Since the release of 21 and Over in 1993, the members of Tha Alkaholiks have carved out a niche for themselves in hip-hop. Known for their wordplay (but not to the same degree as comrades Dilated Peoples) and for rhyming about 40s and blunts (but not on the level of someone such as Mack 10), Tha Alkaholiks have always maintained their appeal to both ends of the hip-hop spectrum. But they have neither found the mainstream success that fellow Likwit Crew member Xzibit enjoys, nor have they attained the underground respect that Likwit members the Lootpack received for their classic debut, 1999’s Soundpieces: Da Antidote. Over the years, it has become evident that Tash, J-Ro and E-Swift may have marginalized themselves with the very gimmick that made them famous, leaving critics and fans wondering how many albums about Bacardi and Heineken the group could produce.
It appears this concern has weighed heavy in the minds of Tha ‘Liks themselves: They announced that their fifth album, Firewater, would be their last as a group, and they would part ways on good terms afterward. Ever since the 1997 release of the near flawless Likwidation, it’s been apparent that they were on the verge of exhausting all musical angles from which to approach getting drunk. As the members approach their mid-thirties, I understand it’s time for their party antics to come to an end. But in some ways this still saddens me, because albums such as 2001’s X.O. Experience have become essential listening at parties for me, my friends, and anyone else willing to drink with us. Tha Alkaholiks’ final effort is an hour-long tribute to the group’s history and its previous four albums, taking a little from each and mixing it into another beast. Maybe this is the most appropriate way for the group to say farewell, because as enjoyable as this album is, its reasons for success are not because it offers something that past efforts have not.

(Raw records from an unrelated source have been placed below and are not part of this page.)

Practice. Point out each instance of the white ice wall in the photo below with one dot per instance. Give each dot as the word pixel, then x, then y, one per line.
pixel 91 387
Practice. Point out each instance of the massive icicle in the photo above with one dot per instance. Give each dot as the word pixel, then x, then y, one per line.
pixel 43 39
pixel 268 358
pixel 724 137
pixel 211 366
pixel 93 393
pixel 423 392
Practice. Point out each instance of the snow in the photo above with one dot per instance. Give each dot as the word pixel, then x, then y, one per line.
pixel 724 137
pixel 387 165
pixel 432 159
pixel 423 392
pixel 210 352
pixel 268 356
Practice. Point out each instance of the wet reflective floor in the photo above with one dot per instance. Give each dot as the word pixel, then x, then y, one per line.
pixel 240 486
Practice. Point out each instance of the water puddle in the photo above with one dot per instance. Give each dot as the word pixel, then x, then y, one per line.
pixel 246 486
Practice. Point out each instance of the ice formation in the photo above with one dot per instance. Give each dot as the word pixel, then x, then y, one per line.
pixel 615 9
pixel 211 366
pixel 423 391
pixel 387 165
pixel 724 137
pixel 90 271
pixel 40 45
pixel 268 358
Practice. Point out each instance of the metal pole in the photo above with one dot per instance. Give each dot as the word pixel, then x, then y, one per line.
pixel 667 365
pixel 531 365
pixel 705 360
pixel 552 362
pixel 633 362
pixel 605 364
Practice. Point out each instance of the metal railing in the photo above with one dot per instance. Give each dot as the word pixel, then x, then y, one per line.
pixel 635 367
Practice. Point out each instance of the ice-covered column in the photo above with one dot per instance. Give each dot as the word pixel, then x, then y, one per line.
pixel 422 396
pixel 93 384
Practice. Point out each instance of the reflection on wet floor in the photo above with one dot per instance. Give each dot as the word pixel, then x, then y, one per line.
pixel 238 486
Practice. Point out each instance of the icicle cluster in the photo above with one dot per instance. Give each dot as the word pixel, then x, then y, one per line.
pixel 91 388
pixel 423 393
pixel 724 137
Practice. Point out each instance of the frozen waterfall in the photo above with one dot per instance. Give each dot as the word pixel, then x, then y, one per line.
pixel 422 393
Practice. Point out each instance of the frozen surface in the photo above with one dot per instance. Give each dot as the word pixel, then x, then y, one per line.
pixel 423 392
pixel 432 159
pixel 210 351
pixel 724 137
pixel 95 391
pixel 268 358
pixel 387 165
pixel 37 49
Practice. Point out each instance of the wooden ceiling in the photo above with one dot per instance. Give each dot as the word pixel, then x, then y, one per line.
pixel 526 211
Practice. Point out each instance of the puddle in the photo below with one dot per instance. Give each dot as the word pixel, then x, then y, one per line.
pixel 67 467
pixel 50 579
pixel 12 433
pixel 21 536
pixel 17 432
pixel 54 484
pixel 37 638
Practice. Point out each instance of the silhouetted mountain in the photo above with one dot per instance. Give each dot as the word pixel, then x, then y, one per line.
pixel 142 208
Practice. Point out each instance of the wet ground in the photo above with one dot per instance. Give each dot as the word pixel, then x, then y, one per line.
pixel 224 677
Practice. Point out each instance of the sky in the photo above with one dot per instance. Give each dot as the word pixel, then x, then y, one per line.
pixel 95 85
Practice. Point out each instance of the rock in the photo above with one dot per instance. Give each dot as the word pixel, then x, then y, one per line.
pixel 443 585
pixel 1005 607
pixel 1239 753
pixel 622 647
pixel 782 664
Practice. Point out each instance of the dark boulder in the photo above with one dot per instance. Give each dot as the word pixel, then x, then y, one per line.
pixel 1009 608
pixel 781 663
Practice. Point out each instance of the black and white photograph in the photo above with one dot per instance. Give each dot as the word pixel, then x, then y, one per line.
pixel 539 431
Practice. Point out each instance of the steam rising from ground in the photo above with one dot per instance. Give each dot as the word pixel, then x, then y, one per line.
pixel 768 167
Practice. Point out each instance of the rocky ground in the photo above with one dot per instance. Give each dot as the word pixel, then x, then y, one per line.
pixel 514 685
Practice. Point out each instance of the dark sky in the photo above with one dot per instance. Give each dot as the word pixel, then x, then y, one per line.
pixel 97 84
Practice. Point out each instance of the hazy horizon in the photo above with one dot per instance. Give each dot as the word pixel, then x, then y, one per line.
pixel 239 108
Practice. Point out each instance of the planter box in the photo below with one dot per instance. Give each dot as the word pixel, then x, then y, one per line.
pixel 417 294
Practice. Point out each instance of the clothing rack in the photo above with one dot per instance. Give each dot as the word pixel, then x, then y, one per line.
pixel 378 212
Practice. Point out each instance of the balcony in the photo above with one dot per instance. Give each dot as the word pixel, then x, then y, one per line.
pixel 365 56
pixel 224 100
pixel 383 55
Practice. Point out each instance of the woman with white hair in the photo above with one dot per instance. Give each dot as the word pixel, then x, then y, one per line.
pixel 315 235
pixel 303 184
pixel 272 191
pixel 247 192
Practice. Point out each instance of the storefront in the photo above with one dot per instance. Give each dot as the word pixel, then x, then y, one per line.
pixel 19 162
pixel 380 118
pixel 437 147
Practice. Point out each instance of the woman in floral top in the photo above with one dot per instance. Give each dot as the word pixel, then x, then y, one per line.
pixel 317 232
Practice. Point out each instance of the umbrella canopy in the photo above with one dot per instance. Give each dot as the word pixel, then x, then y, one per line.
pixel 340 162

“Get Into It” and “Party Ya Ass Off” would play out perfectly on Likwidation, with their use of dirty, bass-driven samples. The Danger Mouse-produced “Chaos” would be right at home on 21 and Over, with its heavy drums, crashing cymbals and Tash’s classic lyrical dexterity. “The Flute Song (La La La)” and “Do It” pay homage to Coast II Coast with the use of jazzy, soulful samples and boom-bap drum tracks. X.O. Experience is not forgotten either: “Popular Demand” and “On the Floor” characterize Tha Alkaholiks’ move into the “digital instead of dusty” sound that marked an evolution for the group. Tha Alkaholiks still make better skits than most, and “Faded” is an entertaining one-minute interlude. But the fact of the matter remains: As solid as it is, we’ve heard it all before.
Perhaps in an ironic twist, it is the members’ attempt to change-up their sound that creates mixed results. “Poverty’s Paradise” is a definite winner; E-Swift incorporates R&B crooner Pooh into more than just the hook of the song. But while it’s one of the album’s best, its sound and subject matter are atypical for Tha ‘Liks, who once again are trapped by the persona they have created. “The Get Down” and “Over Here” are an attempt at the minimalist synthed-out production that has been controlling the airwaves lately, but these beats don’t match the ‘ Liks flow or style at all. They come off as unspectacular songs that would encourage no listener to continue drinking.
After thirteen years of wandering somewhere in between obscurity and the national spotlight, it seems Tha Alkaholiks might be a bit weary and jaded by the label politics and the industry’s bottom-dollar mentality. J-Ro’s line in “Do It” sums it up best: “Major labels are greasy like Kentucky Fried Chicken/ Give me one rap career hold the ass-lickin’/ I’m sick of the bitchin’.” The members of Tha Alkaholiks may not have wrapped up their stellar career with the bang many had hoped for, but I’ll still drink to this.